When Colorado elected Rep. David Ortiz, the state’s first lawmaker to use a wheelchair, staff at the 130-year-old capitol building in Denver quickly got to work making changes.
Wooden ramps were added, doorways were widened and Ortiz’s desk was modified so that he could get to work unassisted. But for his first session in office, the Democrat still couldn’t reach the most prominent place in the House chamber: the speaker’s podium.
In 2022, that changes.
“It looks amazing,” says Ortiz, checking out the newly installed lift that will give him the same access to the podium his colleagues enjoy every day. “I really think it goes with the aesthetic of the building.” The gold-colored rectangular box, which sits adjacent to the steps leading up to the platform, was designed to blend in with the capitol’s ornate decor.
Legislative staff say that they believe this is the first podium lift of its kind installed inside a state capitol anywhere in the U.S.
“I love the misted glass, that way I don’t feel like I’m being stared at,” Ortiz says, pointing to a subtle screen that surrounds the lift. “Although I feel like someone should be playing The Final Countdown as it’s lifted up.”
With the lift in place, Ortiz will now be able to take a turn presiding over the full chamber, wielding the gavel during debates and determining the winners and losers of voice votes.
“This is pretty much where the power lies with the majority party versus the minority party,” says Speaker of the House Alec Garnett, also a Democrat.
Over the course of a session, every member of the majority party gets a chance to preside over the chamber. Garnett says he’s glad Ortiz will now join that rotation.

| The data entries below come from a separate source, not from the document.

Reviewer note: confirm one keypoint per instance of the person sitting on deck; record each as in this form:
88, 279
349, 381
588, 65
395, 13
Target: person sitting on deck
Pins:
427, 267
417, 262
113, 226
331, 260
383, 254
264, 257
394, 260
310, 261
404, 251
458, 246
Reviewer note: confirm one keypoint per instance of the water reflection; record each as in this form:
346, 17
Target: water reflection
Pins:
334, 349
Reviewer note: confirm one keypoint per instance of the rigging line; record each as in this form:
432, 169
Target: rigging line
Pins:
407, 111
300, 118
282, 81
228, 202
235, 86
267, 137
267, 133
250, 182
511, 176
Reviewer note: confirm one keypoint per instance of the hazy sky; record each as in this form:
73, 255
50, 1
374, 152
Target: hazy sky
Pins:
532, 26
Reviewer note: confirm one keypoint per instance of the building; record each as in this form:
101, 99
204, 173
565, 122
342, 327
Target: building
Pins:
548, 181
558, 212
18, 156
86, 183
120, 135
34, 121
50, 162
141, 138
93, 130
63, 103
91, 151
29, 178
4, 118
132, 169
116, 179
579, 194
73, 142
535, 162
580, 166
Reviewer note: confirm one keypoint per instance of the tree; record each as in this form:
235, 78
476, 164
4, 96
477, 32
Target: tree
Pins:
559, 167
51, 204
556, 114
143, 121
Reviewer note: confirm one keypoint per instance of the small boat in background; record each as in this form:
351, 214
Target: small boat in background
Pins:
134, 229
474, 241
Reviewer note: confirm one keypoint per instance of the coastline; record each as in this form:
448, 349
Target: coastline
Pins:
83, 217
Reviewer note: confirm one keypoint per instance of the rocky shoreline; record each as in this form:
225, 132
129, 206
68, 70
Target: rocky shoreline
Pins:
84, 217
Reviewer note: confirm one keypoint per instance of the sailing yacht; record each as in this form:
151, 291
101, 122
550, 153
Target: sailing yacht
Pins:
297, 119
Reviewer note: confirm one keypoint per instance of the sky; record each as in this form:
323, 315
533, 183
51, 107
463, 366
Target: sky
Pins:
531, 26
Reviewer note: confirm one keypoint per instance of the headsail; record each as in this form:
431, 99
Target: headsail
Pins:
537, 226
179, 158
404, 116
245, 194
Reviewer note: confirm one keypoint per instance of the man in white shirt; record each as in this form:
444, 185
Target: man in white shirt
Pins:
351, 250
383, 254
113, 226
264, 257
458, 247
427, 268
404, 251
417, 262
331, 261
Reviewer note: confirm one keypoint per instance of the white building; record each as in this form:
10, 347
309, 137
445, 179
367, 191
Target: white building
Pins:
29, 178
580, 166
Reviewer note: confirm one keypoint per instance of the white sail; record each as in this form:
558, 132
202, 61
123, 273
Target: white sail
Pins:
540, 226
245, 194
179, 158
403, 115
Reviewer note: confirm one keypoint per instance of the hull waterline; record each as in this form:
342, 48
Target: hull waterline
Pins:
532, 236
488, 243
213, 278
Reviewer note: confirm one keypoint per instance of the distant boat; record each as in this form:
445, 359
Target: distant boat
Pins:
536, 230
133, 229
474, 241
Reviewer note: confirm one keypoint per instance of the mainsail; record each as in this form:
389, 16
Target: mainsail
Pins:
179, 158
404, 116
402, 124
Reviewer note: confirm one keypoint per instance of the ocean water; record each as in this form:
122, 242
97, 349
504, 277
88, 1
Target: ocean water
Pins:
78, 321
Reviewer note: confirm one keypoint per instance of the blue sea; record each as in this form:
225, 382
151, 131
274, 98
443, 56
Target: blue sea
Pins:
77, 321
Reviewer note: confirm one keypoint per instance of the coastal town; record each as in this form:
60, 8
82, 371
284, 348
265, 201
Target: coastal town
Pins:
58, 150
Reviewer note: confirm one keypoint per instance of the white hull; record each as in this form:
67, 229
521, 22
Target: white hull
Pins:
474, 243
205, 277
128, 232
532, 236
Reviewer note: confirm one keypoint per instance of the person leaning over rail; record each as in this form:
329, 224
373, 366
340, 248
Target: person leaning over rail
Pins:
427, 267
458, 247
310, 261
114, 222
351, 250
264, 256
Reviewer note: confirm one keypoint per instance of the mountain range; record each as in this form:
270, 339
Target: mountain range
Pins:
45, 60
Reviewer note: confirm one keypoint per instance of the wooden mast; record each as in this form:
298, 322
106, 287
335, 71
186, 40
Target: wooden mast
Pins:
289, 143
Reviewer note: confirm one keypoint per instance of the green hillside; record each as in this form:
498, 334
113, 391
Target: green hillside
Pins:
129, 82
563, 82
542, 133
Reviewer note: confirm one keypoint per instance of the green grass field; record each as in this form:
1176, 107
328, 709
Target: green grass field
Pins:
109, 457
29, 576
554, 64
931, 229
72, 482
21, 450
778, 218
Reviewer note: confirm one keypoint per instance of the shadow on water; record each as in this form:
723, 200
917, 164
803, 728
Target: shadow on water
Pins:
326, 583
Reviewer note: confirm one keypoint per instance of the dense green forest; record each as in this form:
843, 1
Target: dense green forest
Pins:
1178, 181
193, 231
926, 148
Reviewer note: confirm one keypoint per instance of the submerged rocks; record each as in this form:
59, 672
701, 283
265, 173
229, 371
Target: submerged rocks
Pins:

“You can do it with humor, you can do it with fairness. Everyone has their own style, and I’m really excited to watch Rep. Ortiz as he gets this opportunity.”
For the 2021 session, legislative staff trained to physically carry Ortiz up to the podium in his wheelchair. Ultimately, though, Ortiz says he didn’t want to take that approach.
“There were a whole host of reasons. I didn’t want to get dropped, imagine what that could have looked like?” But mostly, he says, “I wanted them to do things the right way.”
During his first test of the lift, Ortiz rolled his wheelchair onto it as the staff who oversaw the project looked on. In 15 seconds, he was out on the dais.
“Who’s ready?” he laughed as he grabbed the large wooden gavel used to manage the floor and gave it a sharp bang on the desk.
“That is loud up here.”
As Ortiz thanked staff for making the lift a reality, his manner changed from joking to emotional for a moment.
The 39-year-old survived a helicopter crash while serving with the Army in Afghanistan and was left paralyzed from the waist down. Since then, Ortiz has worked to highlight issues people living with disabilities face. For him, making Colorado’s capitol building more accessible is about a lot more than his own ability to do his job.
“It’s also symbolic to be able to see somebody with a disability up there now; whereas before we couldn’t,” he says. “Any little boy or girl that lives with a disability [and] sees that, maybe they will consider running for office. And I would encourage them to because being a caucus-of-one can get pretty lonely.”
The podium lift cost $22,000 and is likely not the last modification for the House chamber — other areas still need changes before Ortiz can go everywhere his fellow lawmakers already have access to.